In-flights Take Off

Folio: The Magazine for Magazine Management, Dec 1, 2002

Byline: JOE MANDESE

When hijacked jets crashed into the World Trade Center and the Pentagon last year, one of the immediate and obvious victims of that awful day was the whole of the U.S. airline industry. Fourteen months later, at least one component of that vast industry is showing remarkable - and surprising - growth: in-flight magazines have emerged as a hot category.

The total reader base of the seven in-flight magazines measured by Mediamark Research, Inc. increased 5.2 percent to 13.986 million adults in MRI's fall 2002 readership study. That makes the airline magazines the fastest-growing readership category over the past year, behind only the blazing men's category, which was up 8.3 percent from fall 2001.

The findings are only one of the seemingly counterintuitive developments to emerge from the new MRI numbers, which will be used by advertisers and agencies to plan their media buys for the next six months.

Other paradoxical findings include a healthy 1.1 percent growth in the readership of travel magazines, which is nearly three times the rate of growth of magazine readership overall. MRI estimates the total readership base of the consumer magazines it measures rose 0.4 percent to 1.519 billion over the period studied.

The findings are odd because, not surprisingly, several studies of consumer lifestyles and attitudes post-September 11 have concluded that Americans are currently less likely to travel and more likely to be focused on their homes and families. That may explain why epicurean titles were the third-fastest growing category - up 4.5 percent in readers - but it does not explain why the readership of shelter books fell 1.1 percent. How to explain these seemingly oddball results?
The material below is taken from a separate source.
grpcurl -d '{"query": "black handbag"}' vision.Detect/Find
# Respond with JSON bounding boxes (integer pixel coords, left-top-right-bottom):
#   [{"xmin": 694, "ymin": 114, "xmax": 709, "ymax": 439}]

MRI says the numbers speak for themselves. "We don't necessarily say why things are the way they are. We just say they are what they are," says Anne Marie Kelly, vice president of marketing and strategic planning at MRI.

WHERE THE READERS ARE (BY CATEGORY)

However, MRI does note that the in-flight magazine category has been trending upward on a long-term basis, growing 35 percent over the past five years. The category's increase since fall 2001 reflects organic growth for the same seven titles each year: Attache, Continental Profiles, American Way, Delta Sky, Hemispheres, Northwest World Traveler, and Southwest Spirit.
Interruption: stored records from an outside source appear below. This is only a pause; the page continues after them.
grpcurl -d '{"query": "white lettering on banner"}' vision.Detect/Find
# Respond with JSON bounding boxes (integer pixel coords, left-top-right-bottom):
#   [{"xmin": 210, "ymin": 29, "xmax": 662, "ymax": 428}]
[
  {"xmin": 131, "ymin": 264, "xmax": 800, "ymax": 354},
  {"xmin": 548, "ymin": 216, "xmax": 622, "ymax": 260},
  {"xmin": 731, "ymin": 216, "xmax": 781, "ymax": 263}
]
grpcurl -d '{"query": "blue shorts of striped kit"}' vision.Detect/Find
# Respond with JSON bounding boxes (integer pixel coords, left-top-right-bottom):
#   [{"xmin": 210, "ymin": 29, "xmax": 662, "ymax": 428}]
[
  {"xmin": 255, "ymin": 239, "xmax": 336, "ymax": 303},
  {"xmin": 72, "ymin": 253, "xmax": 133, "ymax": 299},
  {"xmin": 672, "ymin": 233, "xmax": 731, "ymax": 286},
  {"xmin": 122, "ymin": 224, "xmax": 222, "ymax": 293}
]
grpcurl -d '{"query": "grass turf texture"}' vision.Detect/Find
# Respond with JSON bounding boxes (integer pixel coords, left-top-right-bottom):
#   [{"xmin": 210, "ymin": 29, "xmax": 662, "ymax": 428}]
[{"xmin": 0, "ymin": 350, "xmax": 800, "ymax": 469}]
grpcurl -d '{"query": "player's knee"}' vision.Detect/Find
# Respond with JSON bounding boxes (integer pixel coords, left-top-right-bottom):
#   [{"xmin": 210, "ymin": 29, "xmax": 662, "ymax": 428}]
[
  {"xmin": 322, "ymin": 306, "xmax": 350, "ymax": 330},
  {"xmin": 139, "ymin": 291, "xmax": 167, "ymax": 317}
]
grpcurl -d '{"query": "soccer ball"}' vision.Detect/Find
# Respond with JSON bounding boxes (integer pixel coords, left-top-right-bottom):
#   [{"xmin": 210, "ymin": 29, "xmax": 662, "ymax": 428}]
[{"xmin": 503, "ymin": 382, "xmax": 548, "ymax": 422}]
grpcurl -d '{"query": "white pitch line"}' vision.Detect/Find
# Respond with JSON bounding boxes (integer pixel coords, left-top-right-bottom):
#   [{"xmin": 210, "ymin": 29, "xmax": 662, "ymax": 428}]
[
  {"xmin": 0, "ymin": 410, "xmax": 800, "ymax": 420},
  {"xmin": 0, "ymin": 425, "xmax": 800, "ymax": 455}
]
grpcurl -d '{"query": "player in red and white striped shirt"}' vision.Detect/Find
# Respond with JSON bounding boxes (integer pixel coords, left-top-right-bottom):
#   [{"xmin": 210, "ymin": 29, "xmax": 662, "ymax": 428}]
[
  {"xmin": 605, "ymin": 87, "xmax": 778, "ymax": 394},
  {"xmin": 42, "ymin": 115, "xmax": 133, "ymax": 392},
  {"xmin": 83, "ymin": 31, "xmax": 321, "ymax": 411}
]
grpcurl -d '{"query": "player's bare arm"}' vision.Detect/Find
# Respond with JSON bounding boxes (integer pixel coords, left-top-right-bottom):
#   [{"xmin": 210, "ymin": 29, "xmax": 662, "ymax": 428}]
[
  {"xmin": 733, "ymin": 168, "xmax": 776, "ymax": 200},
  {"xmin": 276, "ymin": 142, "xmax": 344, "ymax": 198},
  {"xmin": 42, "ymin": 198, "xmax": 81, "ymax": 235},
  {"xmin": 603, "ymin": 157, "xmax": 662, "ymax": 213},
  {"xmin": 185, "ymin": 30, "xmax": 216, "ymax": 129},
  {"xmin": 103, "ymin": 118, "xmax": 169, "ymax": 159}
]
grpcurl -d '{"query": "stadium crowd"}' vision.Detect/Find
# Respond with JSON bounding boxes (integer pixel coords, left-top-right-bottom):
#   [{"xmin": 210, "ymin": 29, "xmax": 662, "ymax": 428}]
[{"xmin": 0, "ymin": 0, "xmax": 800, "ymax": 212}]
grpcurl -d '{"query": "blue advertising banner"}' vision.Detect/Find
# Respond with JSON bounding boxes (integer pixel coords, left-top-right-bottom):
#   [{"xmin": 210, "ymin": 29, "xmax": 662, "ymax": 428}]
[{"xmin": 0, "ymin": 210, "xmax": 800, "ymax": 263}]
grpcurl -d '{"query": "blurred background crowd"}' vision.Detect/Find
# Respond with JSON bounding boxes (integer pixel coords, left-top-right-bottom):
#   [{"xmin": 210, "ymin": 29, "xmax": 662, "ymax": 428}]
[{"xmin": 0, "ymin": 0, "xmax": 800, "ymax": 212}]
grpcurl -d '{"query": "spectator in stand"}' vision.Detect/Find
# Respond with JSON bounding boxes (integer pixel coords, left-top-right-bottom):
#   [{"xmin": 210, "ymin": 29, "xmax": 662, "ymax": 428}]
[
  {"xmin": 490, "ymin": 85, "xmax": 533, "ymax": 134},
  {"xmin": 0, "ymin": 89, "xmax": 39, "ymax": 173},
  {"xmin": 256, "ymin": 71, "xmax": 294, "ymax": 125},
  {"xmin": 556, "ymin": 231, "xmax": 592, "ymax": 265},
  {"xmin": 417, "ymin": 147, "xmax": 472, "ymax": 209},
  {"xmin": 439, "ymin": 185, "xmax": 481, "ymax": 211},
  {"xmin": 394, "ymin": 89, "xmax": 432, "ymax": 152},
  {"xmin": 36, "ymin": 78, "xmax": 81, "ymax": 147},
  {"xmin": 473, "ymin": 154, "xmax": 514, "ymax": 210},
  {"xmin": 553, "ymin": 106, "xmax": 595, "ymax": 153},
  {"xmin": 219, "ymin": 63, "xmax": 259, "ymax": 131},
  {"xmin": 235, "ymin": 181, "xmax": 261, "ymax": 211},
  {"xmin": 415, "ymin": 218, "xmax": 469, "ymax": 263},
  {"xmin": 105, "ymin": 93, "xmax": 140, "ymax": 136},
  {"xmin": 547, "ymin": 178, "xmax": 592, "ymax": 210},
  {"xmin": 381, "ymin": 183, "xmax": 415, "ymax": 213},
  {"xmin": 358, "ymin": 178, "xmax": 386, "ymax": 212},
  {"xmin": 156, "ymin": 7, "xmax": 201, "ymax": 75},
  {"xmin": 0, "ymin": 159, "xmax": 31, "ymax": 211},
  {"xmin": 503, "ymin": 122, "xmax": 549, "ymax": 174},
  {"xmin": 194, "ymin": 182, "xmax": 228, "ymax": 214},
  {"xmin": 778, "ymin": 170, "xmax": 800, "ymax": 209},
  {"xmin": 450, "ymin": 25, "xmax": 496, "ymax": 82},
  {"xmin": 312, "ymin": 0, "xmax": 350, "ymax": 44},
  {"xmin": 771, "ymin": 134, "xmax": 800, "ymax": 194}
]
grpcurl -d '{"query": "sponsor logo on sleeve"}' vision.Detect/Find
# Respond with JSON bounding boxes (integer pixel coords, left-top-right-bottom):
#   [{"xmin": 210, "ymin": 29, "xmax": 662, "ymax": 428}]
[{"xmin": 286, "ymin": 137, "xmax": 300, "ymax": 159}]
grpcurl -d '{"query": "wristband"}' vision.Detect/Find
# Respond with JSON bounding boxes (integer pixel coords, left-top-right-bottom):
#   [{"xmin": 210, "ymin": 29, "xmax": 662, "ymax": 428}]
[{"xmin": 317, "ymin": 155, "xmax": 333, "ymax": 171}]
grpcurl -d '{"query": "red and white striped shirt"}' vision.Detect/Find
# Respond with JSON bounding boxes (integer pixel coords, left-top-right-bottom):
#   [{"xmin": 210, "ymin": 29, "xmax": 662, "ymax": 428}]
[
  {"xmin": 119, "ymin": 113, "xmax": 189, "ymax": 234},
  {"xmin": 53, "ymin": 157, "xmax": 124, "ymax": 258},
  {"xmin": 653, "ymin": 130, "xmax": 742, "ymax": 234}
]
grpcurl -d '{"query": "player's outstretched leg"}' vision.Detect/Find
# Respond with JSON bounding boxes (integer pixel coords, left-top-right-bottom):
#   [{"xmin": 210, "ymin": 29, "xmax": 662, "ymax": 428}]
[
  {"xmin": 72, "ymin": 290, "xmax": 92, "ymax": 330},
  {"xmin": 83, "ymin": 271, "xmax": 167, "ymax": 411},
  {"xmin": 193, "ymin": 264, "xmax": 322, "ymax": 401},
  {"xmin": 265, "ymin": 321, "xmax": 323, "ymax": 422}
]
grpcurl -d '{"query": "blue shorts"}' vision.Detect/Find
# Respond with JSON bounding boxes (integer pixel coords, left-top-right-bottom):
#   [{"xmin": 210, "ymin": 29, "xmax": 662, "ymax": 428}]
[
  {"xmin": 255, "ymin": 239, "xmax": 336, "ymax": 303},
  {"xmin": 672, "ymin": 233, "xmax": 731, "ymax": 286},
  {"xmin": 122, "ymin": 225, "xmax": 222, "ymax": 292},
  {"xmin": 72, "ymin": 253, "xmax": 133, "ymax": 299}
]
With the exception of United's Hemispheres, which declined 2.6 percent, the readership of all in-flight magazines grew. In fact, American Airlines' American Way was the fastest-growing magazine in the category, with a year-over-year readership boost of 10.3 percent.
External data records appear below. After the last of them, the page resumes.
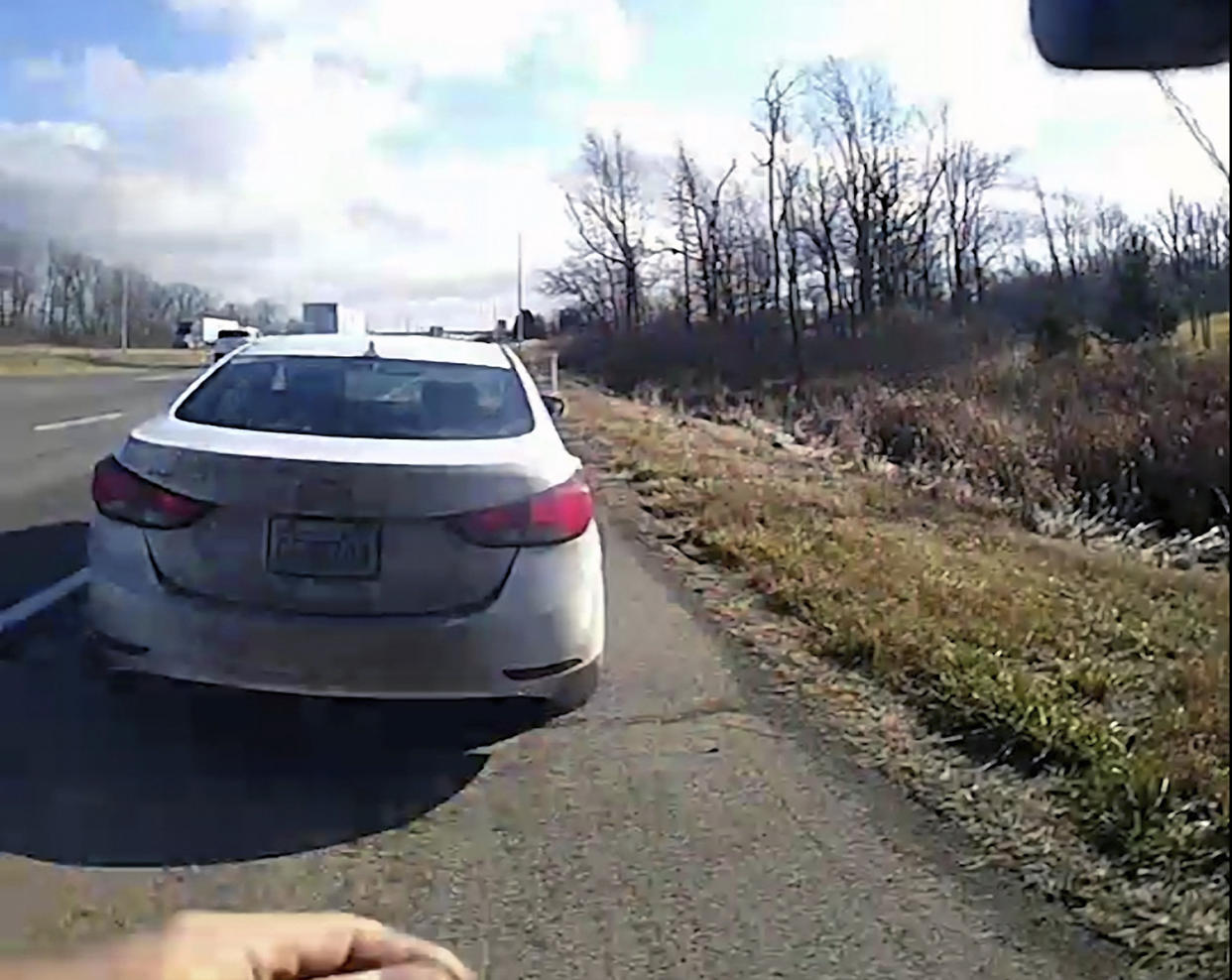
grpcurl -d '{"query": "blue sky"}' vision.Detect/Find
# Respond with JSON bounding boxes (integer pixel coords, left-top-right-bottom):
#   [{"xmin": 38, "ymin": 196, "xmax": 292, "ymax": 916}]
[{"xmin": 0, "ymin": 0, "xmax": 1228, "ymax": 330}]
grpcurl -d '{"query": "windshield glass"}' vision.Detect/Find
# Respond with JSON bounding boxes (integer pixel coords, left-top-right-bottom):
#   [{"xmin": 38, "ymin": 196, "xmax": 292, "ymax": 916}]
[{"xmin": 175, "ymin": 355, "xmax": 535, "ymax": 438}]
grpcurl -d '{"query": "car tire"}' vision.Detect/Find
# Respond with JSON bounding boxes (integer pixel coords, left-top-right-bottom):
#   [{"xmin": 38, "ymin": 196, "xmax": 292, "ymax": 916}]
[{"xmin": 547, "ymin": 657, "xmax": 601, "ymax": 717}]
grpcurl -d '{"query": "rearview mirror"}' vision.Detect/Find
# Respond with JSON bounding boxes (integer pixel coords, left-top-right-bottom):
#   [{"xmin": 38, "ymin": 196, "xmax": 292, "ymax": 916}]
[{"xmin": 1030, "ymin": 0, "xmax": 1228, "ymax": 71}]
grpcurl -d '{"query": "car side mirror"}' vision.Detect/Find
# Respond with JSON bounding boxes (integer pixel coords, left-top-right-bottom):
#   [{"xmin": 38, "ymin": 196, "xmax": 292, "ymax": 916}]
[{"xmin": 1030, "ymin": 0, "xmax": 1228, "ymax": 71}]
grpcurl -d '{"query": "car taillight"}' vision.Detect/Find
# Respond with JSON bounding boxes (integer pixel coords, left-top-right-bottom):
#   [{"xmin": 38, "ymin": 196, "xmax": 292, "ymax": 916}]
[
  {"xmin": 451, "ymin": 473, "xmax": 595, "ymax": 548},
  {"xmin": 91, "ymin": 456, "xmax": 209, "ymax": 530}
]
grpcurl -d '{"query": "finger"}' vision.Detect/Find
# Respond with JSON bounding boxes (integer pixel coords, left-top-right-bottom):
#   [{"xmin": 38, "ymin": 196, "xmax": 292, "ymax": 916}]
[{"xmin": 330, "ymin": 963, "xmax": 475, "ymax": 980}]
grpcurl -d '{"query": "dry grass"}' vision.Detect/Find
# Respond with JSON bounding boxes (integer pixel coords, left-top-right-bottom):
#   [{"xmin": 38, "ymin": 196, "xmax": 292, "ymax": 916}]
[
  {"xmin": 561, "ymin": 320, "xmax": 1232, "ymax": 534},
  {"xmin": 571, "ymin": 382, "xmax": 1230, "ymax": 966},
  {"xmin": 1175, "ymin": 313, "xmax": 1228, "ymax": 354},
  {"xmin": 0, "ymin": 344, "xmax": 207, "ymax": 376}
]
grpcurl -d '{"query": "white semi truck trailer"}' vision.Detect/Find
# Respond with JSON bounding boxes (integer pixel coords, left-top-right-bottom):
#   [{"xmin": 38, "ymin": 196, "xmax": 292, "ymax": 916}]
[{"xmin": 304, "ymin": 304, "xmax": 368, "ymax": 334}]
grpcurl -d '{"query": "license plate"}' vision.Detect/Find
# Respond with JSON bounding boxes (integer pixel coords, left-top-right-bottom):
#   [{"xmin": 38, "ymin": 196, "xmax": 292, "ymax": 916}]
[{"xmin": 265, "ymin": 518, "xmax": 381, "ymax": 578}]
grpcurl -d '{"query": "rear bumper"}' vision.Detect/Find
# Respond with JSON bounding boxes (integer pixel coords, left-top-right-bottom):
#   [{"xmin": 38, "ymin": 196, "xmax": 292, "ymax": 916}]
[{"xmin": 88, "ymin": 518, "xmax": 605, "ymax": 707}]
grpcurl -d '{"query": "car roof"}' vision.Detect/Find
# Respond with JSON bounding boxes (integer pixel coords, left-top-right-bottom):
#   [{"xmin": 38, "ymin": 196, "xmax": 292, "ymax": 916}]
[{"xmin": 244, "ymin": 334, "xmax": 510, "ymax": 370}]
One outside observer suggests that at least one contributor to the in-flight readership surge may be other changes that took place in air travel since September 11. "With all of the added security measures and the longer wait times that travelers are experiencing, they probably have more time to read," observes Rebecca McPheters, president of McPheters & Co., which has been conducting an ongoing study of consumer attitudes and media-usage patterns in the wake of the attacks. Perhaps. But we still find the MRI figures, well, let's just say unexpected.